Markets reacted favorably to news that German manufacturers' orders moved in line with expectations in February. A 1.2 percent monthly advance nearly matched the market consensus and, following a smaller revised 0.8 percent increase in January, means that orders have still only fallen once since resuming their recovery back in May 2020. The latest rise boosted annual growth to 5.6 percent.

Asia Pacific

Major Asian equities markets were mixed Thursday with Japan hurt by worries over rising Covid-19 cases, while rising commodities prices lifted Australia.

Chinese markets were mostly unchanged with the Shanghai composite up 0.1 percent and the CSI composite up 0.2 percent.
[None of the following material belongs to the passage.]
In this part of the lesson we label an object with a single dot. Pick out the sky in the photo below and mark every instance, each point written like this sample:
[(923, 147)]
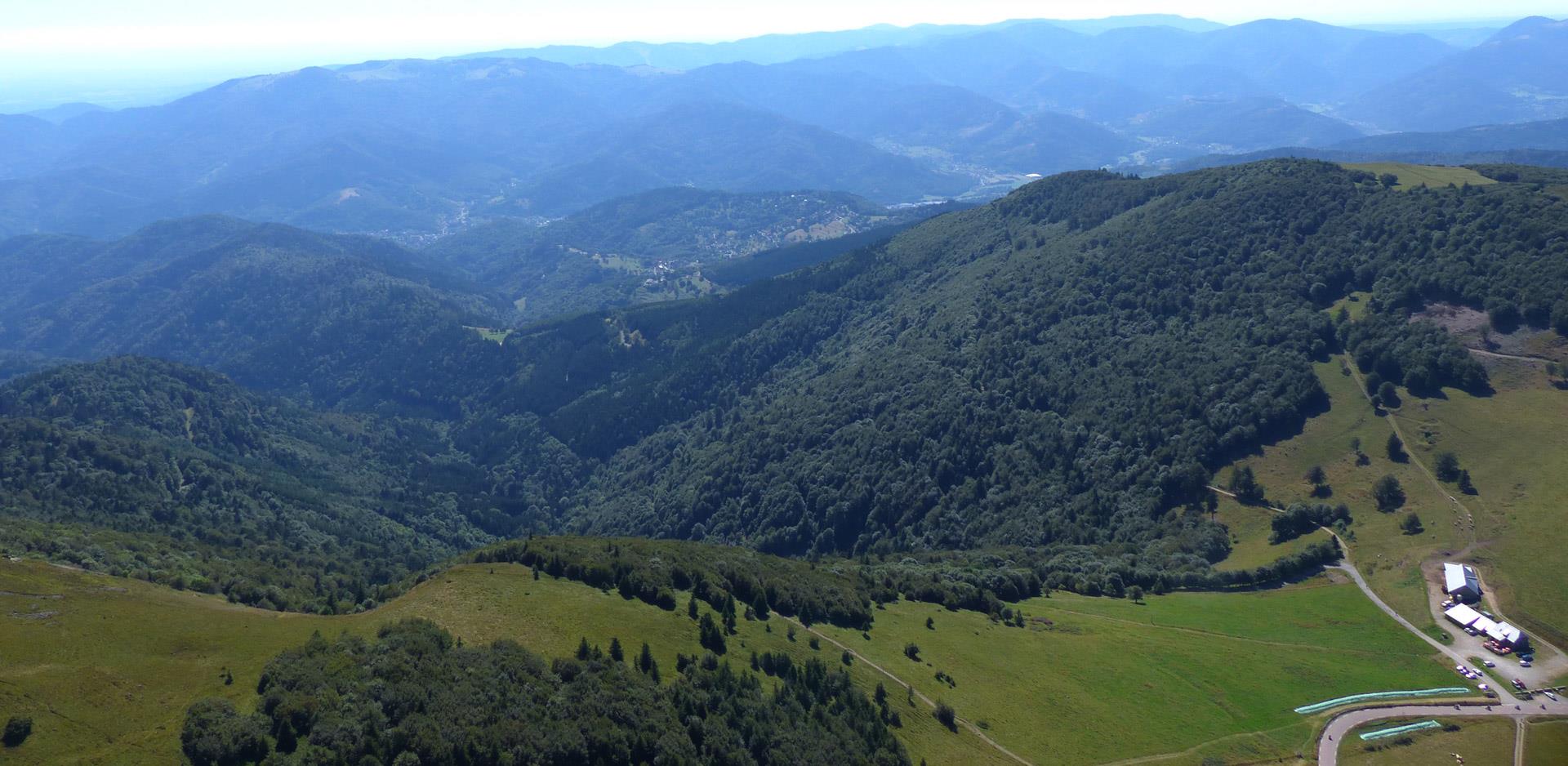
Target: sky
[(126, 49)]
Chinese growth stocks improved while value declined, with a mixed sector showing as materials and consumer staples outperformed while utilities and telecommunication services lagged.

Hong Kong outperformed, with the Hang Seng up 1.2 percent on across-the-board strength as investors reacted favorably to the Federal Reserve's continued accommodative stance. Old economy stocks, like garment maker Shenzhou International, up 9.2 percent, and insurer AIA, up 5.9 percent, were among the best performers,

Japanese markets retreated with value stocks lagging the most as the market was spooked by rising virus counts in Tokyo and Osaka and the prospect of renewed restrictions. The Nikkei eased 0.1 percent and the Topix was off 0.8 percent. Losses were widespread, with banks, textiles, utilities, and transports faring worst.

Miners led Australian stocks higher on an uptick in iron and precious metals prices, with the All Ordinaries index up 1.0 percent. In addition to materials, banks, insurers and fund managers outperformed. Gaming stocks led consumer discretionary while retailers and travel stocks fell back.

Among Asian companies in focus, Hitachi Metals rose 4.9 percent on news it will be acquired by Bain Capital. Kingboard Laminates, chemicals maker, rose 4.5 percent on an earnings beat. On the downside, GOME, the appliance retailer, fell 11.4 percent on news of a share offering. Takeda Pharmaceutical declined 3.1 percent after abandoning plans for a Covid-19 drug.

Looking ahead*

On Friday in Asia/Pacific, Chinese CPI and PPI figures are due. In Europe, reports are scheduled on Swiss unemployment, German industrial production, German merchandise trade, French industrial production, UK Halifax house price index, and Italian retail sales. In North America, US PPI-FD and US wholesale trade, plus the Canadian labour force survey is due.